I like making easy-to-buy items like vegan butter, sriracha and granola at home at least once, because learning the processes and method involved makes me feel an instant connection to and appreciation for the end product as well as the ingredients that comprise it. This weekend, I thought I’d give homemade bagels a try, since I love nothing more than one that’s been freshly toasted, smothered in Tofutti cream cheese and adorned with capers and caramelized shallots. The process for making these is incredibly easy and the aroma it emits when coming out of the oven is amazing … these bagels are warm, heavenly and happy. Recipe adapted and halved from Serious Eats.
1 3/4 cups bread flour
1 1/4 tsp yeast
1 TB sugar
1/2 tsp salt
6 ounces hot water
3/4 TB raw agave nectar
Add the dry ingredients to the bowl of a Kitchen Aid mixer (using the flat beater attachment) and stir until blended. Slowly add in the hot water while the blade is still moving and continue mixing until the dough gathers around it. Remove the dough from the blade, form into a ball and place in a slightly oil bowl. Cover with saran wrap and let it sit for about an hour.

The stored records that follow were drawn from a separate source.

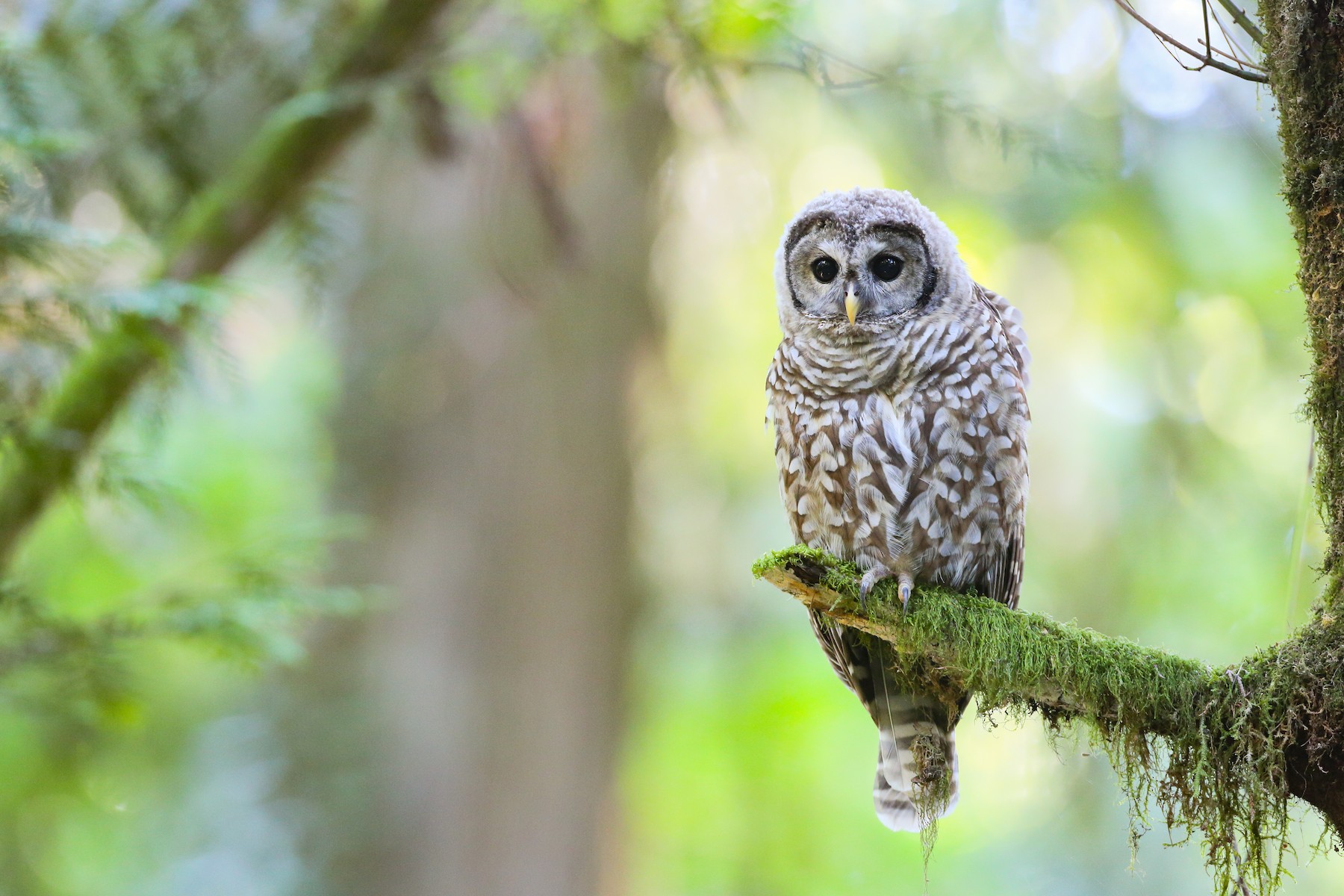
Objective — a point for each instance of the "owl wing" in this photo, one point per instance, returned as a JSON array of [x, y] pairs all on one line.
[[1004, 581], [1011, 320]]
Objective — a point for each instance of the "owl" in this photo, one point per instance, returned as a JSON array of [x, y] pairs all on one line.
[[898, 398]]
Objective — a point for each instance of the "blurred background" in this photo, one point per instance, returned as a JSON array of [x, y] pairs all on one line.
[[425, 567]]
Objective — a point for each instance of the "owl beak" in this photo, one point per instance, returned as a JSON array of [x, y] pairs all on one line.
[[851, 302]]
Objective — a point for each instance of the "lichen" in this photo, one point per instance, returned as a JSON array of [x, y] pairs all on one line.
[[1206, 746]]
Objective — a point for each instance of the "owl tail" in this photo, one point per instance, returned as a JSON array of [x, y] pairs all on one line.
[[917, 758]]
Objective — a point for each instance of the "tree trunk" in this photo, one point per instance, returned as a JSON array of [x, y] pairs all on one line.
[[1305, 55], [484, 435]]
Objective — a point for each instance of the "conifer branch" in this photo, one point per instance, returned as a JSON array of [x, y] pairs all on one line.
[[268, 180]]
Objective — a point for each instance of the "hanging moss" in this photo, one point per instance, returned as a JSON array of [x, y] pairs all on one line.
[[1206, 746]]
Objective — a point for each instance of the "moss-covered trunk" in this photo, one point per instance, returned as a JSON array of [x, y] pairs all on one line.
[[1305, 55]]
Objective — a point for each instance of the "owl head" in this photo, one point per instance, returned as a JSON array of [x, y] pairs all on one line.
[[865, 261]]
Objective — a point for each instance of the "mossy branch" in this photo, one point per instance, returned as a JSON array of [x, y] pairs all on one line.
[[1218, 750], [964, 640], [221, 222]]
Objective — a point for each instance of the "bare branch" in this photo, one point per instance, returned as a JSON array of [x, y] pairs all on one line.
[[1204, 60], [1239, 16]]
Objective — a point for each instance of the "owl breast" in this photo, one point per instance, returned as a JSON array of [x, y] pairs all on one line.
[[924, 476]]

Separate the dough into four small balls. Slightly flatten them out and poke a hole in the middle with your finger, then set them on a lightly greased plate. Preheat your oven to 400 degrees.

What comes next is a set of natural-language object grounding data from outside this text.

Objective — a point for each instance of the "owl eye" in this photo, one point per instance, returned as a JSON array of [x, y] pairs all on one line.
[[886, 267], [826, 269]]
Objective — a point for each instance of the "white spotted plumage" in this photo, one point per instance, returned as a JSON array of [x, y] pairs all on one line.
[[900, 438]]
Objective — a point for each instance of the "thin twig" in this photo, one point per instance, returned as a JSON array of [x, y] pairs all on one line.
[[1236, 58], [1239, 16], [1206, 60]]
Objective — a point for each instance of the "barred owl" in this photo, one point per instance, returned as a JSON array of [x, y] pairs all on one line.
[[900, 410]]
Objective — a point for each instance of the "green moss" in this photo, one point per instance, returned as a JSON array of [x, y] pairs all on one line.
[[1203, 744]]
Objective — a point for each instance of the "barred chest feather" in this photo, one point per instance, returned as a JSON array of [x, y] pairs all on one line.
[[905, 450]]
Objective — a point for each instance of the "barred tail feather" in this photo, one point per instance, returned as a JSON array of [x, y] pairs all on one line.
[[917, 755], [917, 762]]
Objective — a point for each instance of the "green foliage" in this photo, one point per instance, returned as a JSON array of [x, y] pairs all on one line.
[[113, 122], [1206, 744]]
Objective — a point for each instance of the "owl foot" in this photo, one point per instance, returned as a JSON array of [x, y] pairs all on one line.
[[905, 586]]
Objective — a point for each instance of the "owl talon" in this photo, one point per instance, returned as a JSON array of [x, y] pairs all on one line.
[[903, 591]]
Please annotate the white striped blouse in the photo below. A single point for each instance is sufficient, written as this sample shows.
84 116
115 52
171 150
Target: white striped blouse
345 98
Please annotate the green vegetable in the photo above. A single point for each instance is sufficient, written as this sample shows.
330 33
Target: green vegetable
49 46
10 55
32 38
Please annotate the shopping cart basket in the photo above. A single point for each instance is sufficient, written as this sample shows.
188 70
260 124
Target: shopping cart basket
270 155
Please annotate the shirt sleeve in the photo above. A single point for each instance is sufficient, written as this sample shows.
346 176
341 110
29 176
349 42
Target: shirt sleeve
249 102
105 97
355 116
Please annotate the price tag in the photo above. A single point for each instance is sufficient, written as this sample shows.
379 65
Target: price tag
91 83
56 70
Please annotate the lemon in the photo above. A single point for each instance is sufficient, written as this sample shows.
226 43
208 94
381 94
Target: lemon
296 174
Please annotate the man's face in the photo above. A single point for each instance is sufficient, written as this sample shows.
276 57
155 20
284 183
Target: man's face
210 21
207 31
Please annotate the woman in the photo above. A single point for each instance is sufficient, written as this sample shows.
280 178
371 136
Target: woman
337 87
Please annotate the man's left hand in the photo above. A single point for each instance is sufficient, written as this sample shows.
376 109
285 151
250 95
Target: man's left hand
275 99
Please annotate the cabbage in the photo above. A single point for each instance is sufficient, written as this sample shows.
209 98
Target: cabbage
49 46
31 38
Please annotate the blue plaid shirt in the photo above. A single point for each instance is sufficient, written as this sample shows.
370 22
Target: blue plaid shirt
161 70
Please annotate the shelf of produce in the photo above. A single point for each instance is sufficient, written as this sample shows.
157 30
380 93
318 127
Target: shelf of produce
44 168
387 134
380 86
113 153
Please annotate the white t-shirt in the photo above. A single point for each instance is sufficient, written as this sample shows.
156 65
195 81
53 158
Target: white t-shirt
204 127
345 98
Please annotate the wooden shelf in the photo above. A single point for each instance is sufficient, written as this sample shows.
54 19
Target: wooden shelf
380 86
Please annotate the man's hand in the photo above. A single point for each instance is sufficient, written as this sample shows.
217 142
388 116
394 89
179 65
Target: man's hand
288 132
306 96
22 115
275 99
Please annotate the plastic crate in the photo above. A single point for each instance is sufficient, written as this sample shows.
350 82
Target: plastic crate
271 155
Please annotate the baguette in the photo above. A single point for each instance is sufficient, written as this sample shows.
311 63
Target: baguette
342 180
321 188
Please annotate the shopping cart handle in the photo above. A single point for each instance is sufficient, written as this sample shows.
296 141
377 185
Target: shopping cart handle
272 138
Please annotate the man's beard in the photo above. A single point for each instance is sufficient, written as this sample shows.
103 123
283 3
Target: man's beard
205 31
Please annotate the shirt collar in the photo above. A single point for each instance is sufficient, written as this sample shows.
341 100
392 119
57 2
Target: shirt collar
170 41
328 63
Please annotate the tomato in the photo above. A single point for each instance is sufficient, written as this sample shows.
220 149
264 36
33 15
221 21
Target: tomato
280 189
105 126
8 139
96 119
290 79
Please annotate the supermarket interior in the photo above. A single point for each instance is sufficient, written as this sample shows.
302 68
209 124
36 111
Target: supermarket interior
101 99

Fill a large pot about halfway with water over high heat. Once it comes to a boil, add in the agave. Using a skimmer, slowly lower the bagels in to the boiling water and boil for about 45 seconds, flipping it over and boiling for about 45 seconds more.
Remove from bagels from the pot onto a kitchen towel and gently pat them dry. Arrange them onto a greased cookie sheet and bake for about 10 minutes or until they are golden brown on the bottom. Flip them over and bake for about 5-7 minutes more.